During the 2019-20 school year, DPS spent over $1 million for 22 School Resource Officers (SROs) to police 17 of the district’s schools. The students of the Youth Justice Project feel that money could be better spent by improving the educational environment, especially for students of color.

“SROs are costly, ineffective and harmful to students and their learning environment. Rather than improve safety, research demonstrates that placing police in schools negatively affects school climate,” the #LiberateToEducate policy platform says. “Instead of ensuring safety and improving behavior, police presence often increases disorder among students by diminishing the authority of school staff. In fact, the increased presence of school security, including SROs, has been associated with increases in suspension and expulsion for Black students and greater discipline disparities between Black and White students.”

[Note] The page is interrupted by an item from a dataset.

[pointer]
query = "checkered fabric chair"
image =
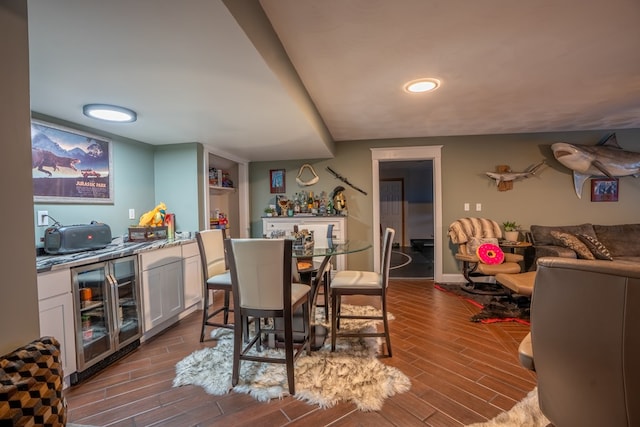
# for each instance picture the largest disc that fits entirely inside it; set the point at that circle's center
(31, 382)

Although research confirms that Black students do not misbehave at higher rates than their White peers, Black students represent only 44% of DPS student enrollment but received 76.4% of all short-term suspensions and 86% of all school-related entries into the criminal justice system, according to the Southern Coalition for Social Justice’s Racial Equity Report Card.

The #LiberateToEducate policy platform calls for DPS to:

1. Remove police from schools and end the contract with the Durham County Sheriff’s Office.

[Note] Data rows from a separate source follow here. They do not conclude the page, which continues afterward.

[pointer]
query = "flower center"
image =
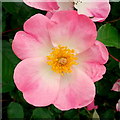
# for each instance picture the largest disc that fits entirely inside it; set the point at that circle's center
(61, 59)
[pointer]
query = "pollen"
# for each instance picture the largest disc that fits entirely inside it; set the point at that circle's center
(61, 59)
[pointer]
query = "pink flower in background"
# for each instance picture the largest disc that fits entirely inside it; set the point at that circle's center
(92, 106)
(116, 86)
(118, 106)
(61, 60)
(97, 10)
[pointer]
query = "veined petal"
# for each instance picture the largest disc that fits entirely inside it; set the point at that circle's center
(91, 61)
(97, 10)
(37, 81)
(37, 26)
(72, 30)
(76, 90)
(40, 4)
(98, 53)
(25, 46)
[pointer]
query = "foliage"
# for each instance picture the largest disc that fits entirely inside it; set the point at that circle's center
(14, 105)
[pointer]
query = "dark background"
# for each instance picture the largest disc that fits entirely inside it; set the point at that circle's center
(14, 105)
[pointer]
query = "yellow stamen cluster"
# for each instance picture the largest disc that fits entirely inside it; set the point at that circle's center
(61, 59)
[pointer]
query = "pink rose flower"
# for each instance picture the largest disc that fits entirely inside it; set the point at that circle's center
(97, 10)
(61, 60)
(118, 106)
(116, 86)
(92, 106)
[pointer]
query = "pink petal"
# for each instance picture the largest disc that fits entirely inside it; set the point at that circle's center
(98, 10)
(116, 86)
(76, 90)
(49, 14)
(91, 61)
(72, 30)
(93, 70)
(37, 82)
(98, 53)
(37, 26)
(47, 5)
(92, 106)
(65, 5)
(25, 46)
(118, 106)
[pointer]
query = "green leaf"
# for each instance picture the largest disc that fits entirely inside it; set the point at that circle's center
(108, 114)
(15, 110)
(42, 113)
(109, 35)
(8, 65)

2. End the use of exclusionary discipline and fully implement school-wide restorative justice programs.

3. Liberate the school environment with more choice in course selection and ending academic tracking.

4. Require all schools to implement culturally relevant curriculums.

5. Establish mental health spaces and safe spaces for LGBTQIA+ students in schools that are available during and after school hours.

The #LiberateToEducate campaign is the latest in a series of efforts demanding to end discriminatory practices and create safer environments that enhance school climate and safety and improve student social and emotional behavioral functioning.

“Students are most impacted by the policies and practices used, not just in Durham Public Schools but across the nation—the push for students of color out of school and into the juvenile and adult criminal justice systems,” said Tyler Whittenberg, Chief Counsel for Justice System Reform with the Southern Coalition for Social Justice. “It’s exciting to see youth take the lead in working to dismantle the old system and offer positive suggestions for creating a more inclusive environment where all students receive the education and support needed to thrive.”